News Bola Daerah Sulawesi Sumatera Jabar Banten Jateng DI Yogya Jatim Bali

Pesan Menohok Buya Yahya ke Ulama yang Deklarasikan Capres Pilihannya: Sah-sah Saja, Asalkan…

Buya Yahya memberi pesan kepada ulama yang telah deklarasikan calon presiden (capres) pilihannya. Apakah ulama perlu mendeklarasikan capres yang didukungnya?
Selasa, 2 Januari 2024 - 09:56 WIB
Pesan Menohok Buya Yahya ke Ulama yang Deklarasikan Capres Pilihannya
Sumber :
  • Tangkapan Layar/YouTube Al-Bahjah TV

Jakarta, tvOnenews.com - Buya Yahya memberi pesan kepada ulama yang telah deklarasikan calon presiden (capres) pilihannya.

Sebagaimana kita tahu, Pemilu Presiden (Pilpres) akan dilakukan pada 14 Februari 2024 mendatang.

ADVERTISEMENT

GULIR UNTUK LANJUT BACA

Sebelum pencoblosan, umumnya masyarakat saling menunjukkan capres mana yang mereka mendukung. Namun bagaimana dengan ulama?

Bagaimana seharusnya sikap ulama dalam politik? Apakah ulama perlu mendeklarasikan capres yang didukungnya?

Sebagai informasi, ulama adalah seseorang yang memiliki pengetahuan mendalam tentang ajaran Islam.

Beliau paham secara mendalam mengenai Al-Quran, hadits, fikih (hukum Islam), aqidah (keyakinan), sejarah Islam, dan bidang-bidang ilmu keislaman lainnya.

Ulama memiliki peran penting dalam membimbing dan memberikan panduan kepada umat Islam.

Sehingga ajaran ulama amatlah penting bagi umat.

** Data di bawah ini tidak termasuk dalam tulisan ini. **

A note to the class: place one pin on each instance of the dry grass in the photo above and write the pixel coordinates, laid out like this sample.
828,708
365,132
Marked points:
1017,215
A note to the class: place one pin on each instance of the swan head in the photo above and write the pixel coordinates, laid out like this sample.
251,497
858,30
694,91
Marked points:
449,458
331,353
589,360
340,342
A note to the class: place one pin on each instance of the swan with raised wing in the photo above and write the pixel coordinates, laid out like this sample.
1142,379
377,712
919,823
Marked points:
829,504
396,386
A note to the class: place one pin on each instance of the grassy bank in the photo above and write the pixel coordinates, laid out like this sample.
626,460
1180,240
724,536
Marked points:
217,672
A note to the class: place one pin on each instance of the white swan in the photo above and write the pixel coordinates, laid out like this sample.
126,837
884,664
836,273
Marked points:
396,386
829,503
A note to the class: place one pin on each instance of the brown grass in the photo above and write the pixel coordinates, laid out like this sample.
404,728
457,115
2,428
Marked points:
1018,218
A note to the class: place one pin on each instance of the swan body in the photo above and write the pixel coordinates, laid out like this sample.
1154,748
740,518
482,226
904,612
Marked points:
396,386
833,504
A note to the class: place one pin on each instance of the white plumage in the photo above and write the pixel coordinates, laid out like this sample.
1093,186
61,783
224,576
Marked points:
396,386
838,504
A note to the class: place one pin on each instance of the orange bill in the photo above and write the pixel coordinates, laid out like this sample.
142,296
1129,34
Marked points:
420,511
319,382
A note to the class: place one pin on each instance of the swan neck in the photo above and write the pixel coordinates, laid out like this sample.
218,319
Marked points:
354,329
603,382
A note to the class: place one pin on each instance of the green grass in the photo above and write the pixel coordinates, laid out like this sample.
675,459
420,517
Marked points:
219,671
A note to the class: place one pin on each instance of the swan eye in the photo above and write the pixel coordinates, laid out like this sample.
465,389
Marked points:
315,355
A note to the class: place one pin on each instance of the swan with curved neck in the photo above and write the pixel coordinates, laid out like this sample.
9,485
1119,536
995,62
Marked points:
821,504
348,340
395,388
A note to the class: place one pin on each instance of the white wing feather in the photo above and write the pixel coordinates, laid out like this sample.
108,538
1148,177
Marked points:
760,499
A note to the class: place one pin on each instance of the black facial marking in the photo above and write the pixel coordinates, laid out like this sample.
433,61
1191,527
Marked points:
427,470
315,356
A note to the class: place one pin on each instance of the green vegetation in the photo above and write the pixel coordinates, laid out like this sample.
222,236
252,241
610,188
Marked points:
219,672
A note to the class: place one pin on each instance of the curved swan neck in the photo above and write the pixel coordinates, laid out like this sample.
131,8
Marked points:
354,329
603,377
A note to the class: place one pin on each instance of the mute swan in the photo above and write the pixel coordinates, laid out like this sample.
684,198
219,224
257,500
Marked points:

Lalu bagaimana jika ulama mendeklarasikan kepada siapa ia mendukung capres?

Mengenai hal ini, Buya Yahya memberikan pesan yang cukup menohok.

Buya Yahya mengingatkan agar jika sudah memantapkan hatinya maka jangan pernah mencaci maki hingga menjadi pemicu perpecahan umat.

“Sebab semua calon itu juga umat Nabi Muhammad yang harus anda bawa kepada kemuliaan,” ujar Buya Yahya, dikutip tvOnenews.com pada Selasa (2/1/2024) dari YouTube Al-Bahjah TV.


Ilustrasi Pilpres (ANTARA)

Buya Yahya mempersilahkan jika seorang ulama sudah memiliki keyakinan dan ingin memperlihatkannya.

Namun Buya Yahya mengingatkan agar itu benar sudah terbebas dari kepentingan pribadi.

“Jika Anda seorang Ustaz yang memang Anda punya keyakinan tentang calon yang Anda pilih dan sudah membebaskan diri Anda dari kepentingan pribadi maka anda boleh kok mengajak orang lain,” ujar Buya Yahya.

Namun Buya Yahya mengingatkan agar ulama tersebut tidak melakukan hal ini.

“Tapi catatannya tadi jangan caci maki, jangan mencaci calon yang lainnya,” saran Buya Yahya. 

“Anda Ustaz cukup Anda bilang saya cenderung kepada ini, semoga dia menjadi pemimpin yang baik,” sambung Buya Yahya.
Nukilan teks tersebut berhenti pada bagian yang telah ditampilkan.